20-го июля 1969. Три водолаза из одной большой страны в больших раздутых скафандрах с круглыми забралами и несколькими приборами достигли невиданной до тех пор океанской глубины. То было дно впадины глубиной в 10 863 м (по некоторым данным). Самая высочайшая гора на планете не могла поспорить с этой отметкой по удаленности от уровня моря, и только трое смельчаков да несколько тысяч человек обслуживающего персонала смогли взбаламутить океанское глубоководное безмолвие, осветить приподнятую неведомую ранее пыль.
Данное дерзновенное приключение транслировали в эфир по всему миру, нагнетая и без того высокий интерес к эпохальному погружению. Газеты и журналы поглотили не один лесной массив за те несколько дней погружения, пребывания и конечно установки гордо и картинно развевающегося флага, сделав без того голубую планету еще менее зеленой. На следующий день, в каком-нибудь добротном кафе можно было услышать беседу двух утренних джентльменов:
— О чем пишут, Гер?
— Заокеанские прихвостни установили океанский рекорд!

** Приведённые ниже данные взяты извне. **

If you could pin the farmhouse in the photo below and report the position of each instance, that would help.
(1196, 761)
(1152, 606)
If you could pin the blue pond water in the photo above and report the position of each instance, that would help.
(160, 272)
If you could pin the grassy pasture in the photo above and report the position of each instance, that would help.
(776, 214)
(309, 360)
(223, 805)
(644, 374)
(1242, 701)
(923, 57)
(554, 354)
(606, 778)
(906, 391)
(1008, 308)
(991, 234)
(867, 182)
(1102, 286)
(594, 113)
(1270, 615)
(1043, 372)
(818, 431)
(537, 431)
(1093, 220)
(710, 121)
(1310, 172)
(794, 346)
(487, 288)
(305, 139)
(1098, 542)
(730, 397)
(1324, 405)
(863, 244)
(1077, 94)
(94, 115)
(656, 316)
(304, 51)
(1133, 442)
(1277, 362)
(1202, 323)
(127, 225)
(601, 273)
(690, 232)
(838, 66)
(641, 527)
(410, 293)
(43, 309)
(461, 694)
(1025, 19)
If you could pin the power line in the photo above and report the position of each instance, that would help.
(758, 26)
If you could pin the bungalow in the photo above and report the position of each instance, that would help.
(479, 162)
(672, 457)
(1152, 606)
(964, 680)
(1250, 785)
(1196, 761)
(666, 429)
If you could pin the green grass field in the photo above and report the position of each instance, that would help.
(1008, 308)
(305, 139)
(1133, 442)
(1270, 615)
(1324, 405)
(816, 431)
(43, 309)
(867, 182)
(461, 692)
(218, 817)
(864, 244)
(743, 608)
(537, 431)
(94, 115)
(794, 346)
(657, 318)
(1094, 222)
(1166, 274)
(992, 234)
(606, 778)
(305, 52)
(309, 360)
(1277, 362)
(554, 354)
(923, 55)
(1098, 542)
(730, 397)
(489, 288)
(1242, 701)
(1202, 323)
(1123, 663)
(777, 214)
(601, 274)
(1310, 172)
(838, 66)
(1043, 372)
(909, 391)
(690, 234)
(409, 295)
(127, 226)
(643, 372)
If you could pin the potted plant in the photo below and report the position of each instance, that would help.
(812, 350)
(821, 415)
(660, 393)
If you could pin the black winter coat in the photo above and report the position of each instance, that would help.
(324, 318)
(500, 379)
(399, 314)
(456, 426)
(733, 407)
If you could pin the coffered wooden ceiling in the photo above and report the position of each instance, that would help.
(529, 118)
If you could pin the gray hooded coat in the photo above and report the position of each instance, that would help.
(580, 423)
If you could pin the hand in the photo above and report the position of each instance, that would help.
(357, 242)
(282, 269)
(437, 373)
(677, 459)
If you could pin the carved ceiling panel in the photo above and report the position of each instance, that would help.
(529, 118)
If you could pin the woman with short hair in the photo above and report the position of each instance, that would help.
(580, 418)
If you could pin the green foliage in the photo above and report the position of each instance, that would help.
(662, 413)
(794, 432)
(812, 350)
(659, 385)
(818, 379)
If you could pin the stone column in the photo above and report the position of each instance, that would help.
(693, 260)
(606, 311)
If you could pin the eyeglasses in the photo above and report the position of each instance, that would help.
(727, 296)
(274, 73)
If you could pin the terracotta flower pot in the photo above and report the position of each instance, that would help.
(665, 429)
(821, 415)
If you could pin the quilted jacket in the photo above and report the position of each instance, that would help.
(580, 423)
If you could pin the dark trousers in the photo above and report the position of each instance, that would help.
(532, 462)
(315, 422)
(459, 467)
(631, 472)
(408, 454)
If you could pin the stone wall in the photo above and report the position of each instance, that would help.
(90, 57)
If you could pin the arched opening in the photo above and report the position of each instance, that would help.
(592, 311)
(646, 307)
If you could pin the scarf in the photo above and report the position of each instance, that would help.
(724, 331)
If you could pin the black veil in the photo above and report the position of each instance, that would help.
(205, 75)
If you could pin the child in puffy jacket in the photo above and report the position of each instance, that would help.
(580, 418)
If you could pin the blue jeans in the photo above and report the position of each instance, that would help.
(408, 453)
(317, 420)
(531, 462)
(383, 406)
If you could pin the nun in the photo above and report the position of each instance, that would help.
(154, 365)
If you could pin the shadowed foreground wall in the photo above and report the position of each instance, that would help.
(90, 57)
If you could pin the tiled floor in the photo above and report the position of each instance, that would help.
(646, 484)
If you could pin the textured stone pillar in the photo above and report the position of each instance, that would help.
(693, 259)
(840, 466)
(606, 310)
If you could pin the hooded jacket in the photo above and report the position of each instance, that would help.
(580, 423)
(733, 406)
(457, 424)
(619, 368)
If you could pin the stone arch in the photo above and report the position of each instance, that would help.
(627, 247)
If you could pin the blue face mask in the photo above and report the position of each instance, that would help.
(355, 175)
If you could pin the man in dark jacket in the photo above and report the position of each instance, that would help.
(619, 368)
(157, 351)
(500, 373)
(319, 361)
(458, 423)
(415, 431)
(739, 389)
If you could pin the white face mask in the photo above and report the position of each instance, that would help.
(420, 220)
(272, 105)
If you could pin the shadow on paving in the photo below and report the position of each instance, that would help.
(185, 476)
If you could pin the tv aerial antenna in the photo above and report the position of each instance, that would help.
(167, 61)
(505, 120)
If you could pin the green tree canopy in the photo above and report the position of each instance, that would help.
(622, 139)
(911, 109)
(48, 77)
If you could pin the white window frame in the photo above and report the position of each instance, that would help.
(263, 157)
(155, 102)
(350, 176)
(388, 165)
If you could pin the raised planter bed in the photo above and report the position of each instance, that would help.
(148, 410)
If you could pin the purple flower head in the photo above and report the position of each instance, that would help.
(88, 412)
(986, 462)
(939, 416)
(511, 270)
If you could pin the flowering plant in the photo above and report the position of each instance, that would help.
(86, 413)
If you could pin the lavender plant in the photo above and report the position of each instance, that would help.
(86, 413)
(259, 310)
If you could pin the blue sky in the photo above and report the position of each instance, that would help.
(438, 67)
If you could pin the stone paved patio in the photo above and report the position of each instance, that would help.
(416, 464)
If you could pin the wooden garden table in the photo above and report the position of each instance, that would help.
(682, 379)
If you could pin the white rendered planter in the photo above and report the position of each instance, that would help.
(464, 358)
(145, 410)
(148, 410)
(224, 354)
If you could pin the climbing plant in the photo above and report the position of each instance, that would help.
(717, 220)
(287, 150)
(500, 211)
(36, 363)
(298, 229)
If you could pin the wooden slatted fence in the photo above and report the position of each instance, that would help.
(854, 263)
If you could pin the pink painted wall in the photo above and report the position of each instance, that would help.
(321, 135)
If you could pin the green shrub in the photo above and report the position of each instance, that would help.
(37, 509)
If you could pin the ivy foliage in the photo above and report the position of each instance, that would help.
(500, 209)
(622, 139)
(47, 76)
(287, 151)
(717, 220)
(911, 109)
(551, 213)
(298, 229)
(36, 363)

— А вы знаете, ведь он почти наш земляк!
— Перебежчик!
Среди множества молодых людей по всему миру нашлось всего два с половиной счастливчика. «Почему я не на их месте...» — думало множество, среди которого был молодой Хирэ, желающий достигнуть чего-нибудь не достижимого.
Он прошел сквозь раскрытый широкий дверной проем кафе и уселся за барную стойку. Висевший слева под потолком небольшой тивисет декларировал о начале нудной научно-популярной передачи, к тому же это был повтор той передаче о таких далеких и древних племенах, что...
— Что желаете?
— Двойной эспрессо!
Скучно. Безлюдно. В полумраке, неспешно, спокойный, видимо, утомленный вахтой, вышибала подошел к освещенному выходу и, опершись на дверной косяк, закурил.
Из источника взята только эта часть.